When designing mooring facilities for harbor and dock facilities, the port facility manager should consider the berthing energy of the approaching ship. However, it is difficult to directly estimate the ship’s berthing velocity, which has the greate...
When designing mooring facilities for harbor and dock facilities, the port facility manager should consider the berthing energy of the approaching ship. However, it is difficult to directly estimate the ship’s berthing velocity, which has the greatest effect on the berthing energy. Therefore, it is analyzed statistically based on the measured data. The ‘Brolsma curve’, which is widely referred to worldwide as the data on the berthing velocity, is the data collected in the 1970s. However, it does not correspond to the current situation because it is not reflected in the enlargement of the ship and the development of the mooring ability in the port facility. Therefore, it is necessary to determine the criteria of the new design berthing velocity by analyzing the actually measured ship berthing velocity recently.
In this study, I try to derive a new criterion by analyzing the berthing velocity data observed from a tanker terminal in Korea. The comparison and analysis of the domestic and international reference data related to the berthing velocity complements the ‘Port and Fishing Design Standards (2014)’and the improvement plan is prepared.
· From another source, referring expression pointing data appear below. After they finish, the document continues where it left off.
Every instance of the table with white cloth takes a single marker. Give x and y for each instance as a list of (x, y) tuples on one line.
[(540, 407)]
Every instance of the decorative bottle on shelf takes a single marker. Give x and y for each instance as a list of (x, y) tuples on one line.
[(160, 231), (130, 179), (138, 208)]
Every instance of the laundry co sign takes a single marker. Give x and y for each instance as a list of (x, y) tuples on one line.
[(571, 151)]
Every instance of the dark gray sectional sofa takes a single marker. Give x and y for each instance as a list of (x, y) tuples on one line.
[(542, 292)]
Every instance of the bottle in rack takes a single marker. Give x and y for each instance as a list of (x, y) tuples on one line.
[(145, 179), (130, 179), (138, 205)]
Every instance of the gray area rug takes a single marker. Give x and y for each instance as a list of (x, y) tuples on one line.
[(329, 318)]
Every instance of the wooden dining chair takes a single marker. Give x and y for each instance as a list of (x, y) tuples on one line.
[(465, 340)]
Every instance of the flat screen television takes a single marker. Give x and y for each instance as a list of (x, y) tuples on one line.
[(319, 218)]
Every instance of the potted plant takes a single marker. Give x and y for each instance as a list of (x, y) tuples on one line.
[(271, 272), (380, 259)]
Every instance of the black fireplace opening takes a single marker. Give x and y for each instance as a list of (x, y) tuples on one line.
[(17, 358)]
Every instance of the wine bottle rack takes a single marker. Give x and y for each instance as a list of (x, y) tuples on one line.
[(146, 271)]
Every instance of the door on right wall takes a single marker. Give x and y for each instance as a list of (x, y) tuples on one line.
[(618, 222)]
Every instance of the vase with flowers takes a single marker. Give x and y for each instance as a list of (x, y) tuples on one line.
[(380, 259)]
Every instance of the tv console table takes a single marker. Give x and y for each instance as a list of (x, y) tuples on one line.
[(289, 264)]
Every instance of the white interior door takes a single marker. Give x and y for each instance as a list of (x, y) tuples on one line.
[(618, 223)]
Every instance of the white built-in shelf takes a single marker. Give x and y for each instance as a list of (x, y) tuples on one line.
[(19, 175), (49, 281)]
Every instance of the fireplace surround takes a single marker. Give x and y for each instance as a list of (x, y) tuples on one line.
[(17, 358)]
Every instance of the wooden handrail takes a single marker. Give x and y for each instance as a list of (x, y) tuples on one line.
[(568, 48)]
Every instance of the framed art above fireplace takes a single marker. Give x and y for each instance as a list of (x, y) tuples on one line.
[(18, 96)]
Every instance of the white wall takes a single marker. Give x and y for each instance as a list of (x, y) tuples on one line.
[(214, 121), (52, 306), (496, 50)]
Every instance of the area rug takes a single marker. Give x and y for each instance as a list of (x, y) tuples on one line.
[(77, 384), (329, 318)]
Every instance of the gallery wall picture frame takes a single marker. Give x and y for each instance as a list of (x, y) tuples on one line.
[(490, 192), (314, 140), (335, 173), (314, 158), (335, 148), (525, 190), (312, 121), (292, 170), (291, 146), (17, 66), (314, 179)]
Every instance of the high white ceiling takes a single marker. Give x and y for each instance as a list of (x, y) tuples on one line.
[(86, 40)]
The purpose of this study is to produce basic data that can be referenced in the design of mooring facilities by numerical analysis of the actual data analysis results.
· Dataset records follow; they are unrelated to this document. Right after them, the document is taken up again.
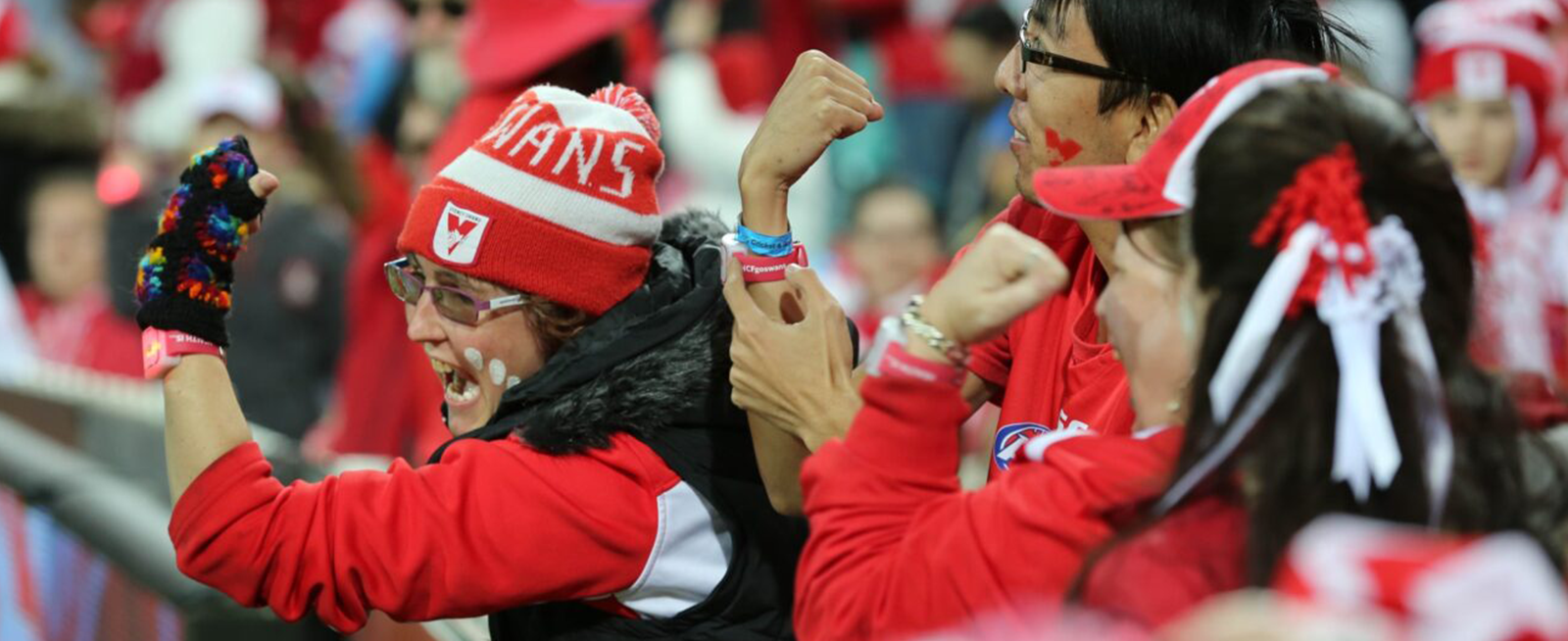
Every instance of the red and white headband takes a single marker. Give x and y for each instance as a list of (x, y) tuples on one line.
[(1356, 276)]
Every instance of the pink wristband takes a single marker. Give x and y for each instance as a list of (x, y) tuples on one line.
[(164, 348), (765, 269), (899, 363)]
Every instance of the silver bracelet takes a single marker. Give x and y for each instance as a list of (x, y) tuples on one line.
[(933, 337)]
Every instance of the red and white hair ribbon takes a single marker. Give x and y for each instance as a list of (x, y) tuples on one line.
[(1356, 276)]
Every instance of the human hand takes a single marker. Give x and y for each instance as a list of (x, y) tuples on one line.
[(1004, 274), (796, 374), (185, 277), (820, 101)]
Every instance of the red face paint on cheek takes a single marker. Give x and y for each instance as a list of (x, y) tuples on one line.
[(1066, 149)]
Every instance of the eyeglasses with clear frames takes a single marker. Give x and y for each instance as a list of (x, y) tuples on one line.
[(451, 301), (1031, 54)]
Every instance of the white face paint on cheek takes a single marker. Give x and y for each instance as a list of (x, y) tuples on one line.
[(498, 371)]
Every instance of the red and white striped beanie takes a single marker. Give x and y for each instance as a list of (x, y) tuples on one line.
[(1489, 62), (557, 199)]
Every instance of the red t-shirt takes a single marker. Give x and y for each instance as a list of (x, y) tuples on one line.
[(899, 549), (1055, 374), (493, 525), (1173, 567)]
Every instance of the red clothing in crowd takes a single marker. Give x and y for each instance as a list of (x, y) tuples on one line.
[(388, 398), (896, 547), (1178, 563), (85, 332), (1065, 376), (494, 525)]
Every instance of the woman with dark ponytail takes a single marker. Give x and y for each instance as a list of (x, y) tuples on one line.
[(1332, 256)]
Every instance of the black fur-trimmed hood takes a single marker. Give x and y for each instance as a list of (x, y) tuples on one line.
[(656, 358)]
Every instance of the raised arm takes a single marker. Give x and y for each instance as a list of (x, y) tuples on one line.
[(820, 101), (184, 289)]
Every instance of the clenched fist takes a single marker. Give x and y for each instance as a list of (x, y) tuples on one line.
[(1004, 274), (820, 101)]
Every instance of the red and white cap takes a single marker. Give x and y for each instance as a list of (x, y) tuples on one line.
[(1160, 183), (557, 199), (1494, 62), (1465, 15)]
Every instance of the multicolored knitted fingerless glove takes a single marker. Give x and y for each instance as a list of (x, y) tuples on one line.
[(185, 276)]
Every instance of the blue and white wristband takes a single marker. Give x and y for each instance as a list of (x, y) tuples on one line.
[(764, 245)]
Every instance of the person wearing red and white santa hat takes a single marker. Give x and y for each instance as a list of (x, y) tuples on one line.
[(898, 549), (1335, 279), (600, 483), (1484, 91)]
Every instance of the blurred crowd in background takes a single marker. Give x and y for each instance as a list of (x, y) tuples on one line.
[(357, 102)]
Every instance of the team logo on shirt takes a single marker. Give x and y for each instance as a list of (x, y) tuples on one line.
[(1011, 437), (1010, 442)]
The actual data of the berthing velocity used in this study is measured at a tanker terminal operated by three jetties located in Korea for about 17 months and the total number of data is 207. As a result of analyzing the actual data by jetty and ship size, it was confirmed that most of the data are within the design berthing velocity of each jetty.
In order to apply the actual data of berthing velocity to the probability distribution function, the frequency of berthing velocity was converted into histogram and compared with the three probability distributions of normal distribution, lognormal distribution and Weibull distribution. To find the most suitable probability distribution function, I conduct the goodness of fit test such as K-S test, A-D test and Q-Q plot. As a result, lognormal distribution was most suitable for the ship which was in laden condition and Weibull ditribution was most suitable in the case of ballast condition. Based on the results, I developed a method to calculate and use the predicted value of berthing velocity derived from the concept of probability of exceedance.
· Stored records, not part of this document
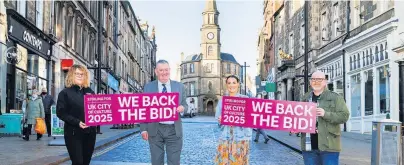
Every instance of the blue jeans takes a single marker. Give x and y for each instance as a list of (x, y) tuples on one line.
[(317, 157)]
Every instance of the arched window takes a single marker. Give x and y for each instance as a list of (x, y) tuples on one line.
[(210, 50), (367, 57)]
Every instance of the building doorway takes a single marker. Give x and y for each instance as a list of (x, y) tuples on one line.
[(209, 108)]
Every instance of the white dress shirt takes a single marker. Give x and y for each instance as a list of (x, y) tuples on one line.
[(168, 87)]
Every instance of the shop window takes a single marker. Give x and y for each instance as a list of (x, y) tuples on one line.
[(387, 54), (367, 57), (381, 52), (356, 95), (85, 42), (69, 26), (39, 14), (368, 92), (192, 68), (31, 12), (384, 89), (364, 59), (371, 56), (33, 64), (24, 58), (350, 61), (42, 68), (20, 86), (78, 39)]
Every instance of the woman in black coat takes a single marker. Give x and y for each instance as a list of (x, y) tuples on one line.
[(79, 138)]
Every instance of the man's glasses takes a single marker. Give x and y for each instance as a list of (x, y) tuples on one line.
[(317, 79)]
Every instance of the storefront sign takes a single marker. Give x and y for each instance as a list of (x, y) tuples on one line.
[(32, 39), (24, 35), (131, 82), (66, 63), (56, 124), (130, 108), (104, 77), (123, 86), (113, 83), (269, 114)]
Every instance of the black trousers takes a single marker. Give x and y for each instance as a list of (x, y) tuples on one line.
[(48, 122), (27, 132), (80, 146)]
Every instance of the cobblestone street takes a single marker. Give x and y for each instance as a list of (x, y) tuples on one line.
[(199, 149)]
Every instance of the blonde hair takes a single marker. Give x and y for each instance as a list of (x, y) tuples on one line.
[(70, 76)]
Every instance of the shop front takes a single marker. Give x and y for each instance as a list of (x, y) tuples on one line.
[(123, 86), (30, 67), (369, 86), (113, 84), (333, 71), (131, 83)]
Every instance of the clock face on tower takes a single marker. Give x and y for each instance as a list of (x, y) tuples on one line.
[(210, 35)]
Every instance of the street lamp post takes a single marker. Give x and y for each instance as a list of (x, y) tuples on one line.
[(306, 47), (245, 77), (99, 43)]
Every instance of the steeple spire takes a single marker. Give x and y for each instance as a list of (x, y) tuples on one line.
[(210, 6)]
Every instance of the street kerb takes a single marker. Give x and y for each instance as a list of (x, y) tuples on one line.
[(55, 160), (296, 149)]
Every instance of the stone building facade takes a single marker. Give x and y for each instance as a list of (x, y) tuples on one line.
[(204, 74)]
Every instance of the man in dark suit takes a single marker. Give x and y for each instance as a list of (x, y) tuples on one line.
[(47, 103), (165, 134)]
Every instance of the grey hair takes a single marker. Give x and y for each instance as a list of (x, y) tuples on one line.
[(162, 62)]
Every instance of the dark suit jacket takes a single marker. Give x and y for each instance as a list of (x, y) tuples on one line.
[(152, 87)]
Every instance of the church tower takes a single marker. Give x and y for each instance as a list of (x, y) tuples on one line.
[(210, 32)]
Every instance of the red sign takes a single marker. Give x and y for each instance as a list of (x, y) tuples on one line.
[(269, 114), (130, 108), (66, 63)]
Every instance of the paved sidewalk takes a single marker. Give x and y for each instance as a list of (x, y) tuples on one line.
[(15, 150), (356, 148)]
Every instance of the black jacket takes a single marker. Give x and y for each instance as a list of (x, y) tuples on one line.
[(47, 103), (70, 108)]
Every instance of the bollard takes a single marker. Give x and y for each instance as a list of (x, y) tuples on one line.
[(386, 142)]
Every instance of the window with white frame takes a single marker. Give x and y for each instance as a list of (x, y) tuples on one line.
[(336, 23), (39, 14), (191, 68), (324, 30), (291, 45), (302, 35), (291, 9)]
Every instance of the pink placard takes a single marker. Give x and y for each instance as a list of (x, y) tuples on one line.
[(269, 114), (130, 108)]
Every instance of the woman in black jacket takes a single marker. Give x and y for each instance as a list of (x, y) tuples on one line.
[(79, 138)]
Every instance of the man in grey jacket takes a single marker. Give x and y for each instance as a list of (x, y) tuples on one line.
[(165, 134)]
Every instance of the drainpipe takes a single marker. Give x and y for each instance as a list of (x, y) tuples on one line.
[(348, 22)]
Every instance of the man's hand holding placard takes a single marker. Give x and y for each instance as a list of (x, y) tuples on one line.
[(270, 114)]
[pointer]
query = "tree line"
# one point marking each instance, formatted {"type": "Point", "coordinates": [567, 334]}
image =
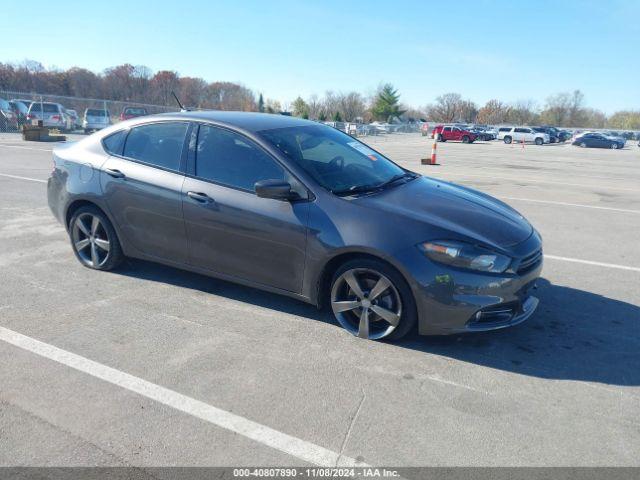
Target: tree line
{"type": "Point", "coordinates": [138, 83]}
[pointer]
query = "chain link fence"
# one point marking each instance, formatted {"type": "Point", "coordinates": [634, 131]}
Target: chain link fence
{"type": "Point", "coordinates": [66, 113]}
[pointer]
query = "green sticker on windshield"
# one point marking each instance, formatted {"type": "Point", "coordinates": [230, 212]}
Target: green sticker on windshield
{"type": "Point", "coordinates": [363, 149]}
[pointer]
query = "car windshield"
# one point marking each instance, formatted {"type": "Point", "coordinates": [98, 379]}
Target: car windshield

The relationship curve between the berthing velocity and the DWT was derived by using the relation between the ship’s specification and ship size. Using the linear regression analysis, the relational expressions corresponding to the confidence intervals of 50, 75, 90, 95, 98, and 99% were derived and rearranged into graphs.
This study suggests a method to estimate the proper berthing velocity according to ship size through analysis of actual data. It is necessary to revise old reference paper for berthing velocity that do not correspond to the reality such as the data of 'Harbor and Fishing Design Standards'. However, since the actual data used in this study is limited to domestic tanker terminal, further studies are needed to collect and analyze the data collected from various types of vessels and ports. The ultimate goal is to develop the new relationship curve between the vessel size and the berthing velocity that can replace Brolsma curve.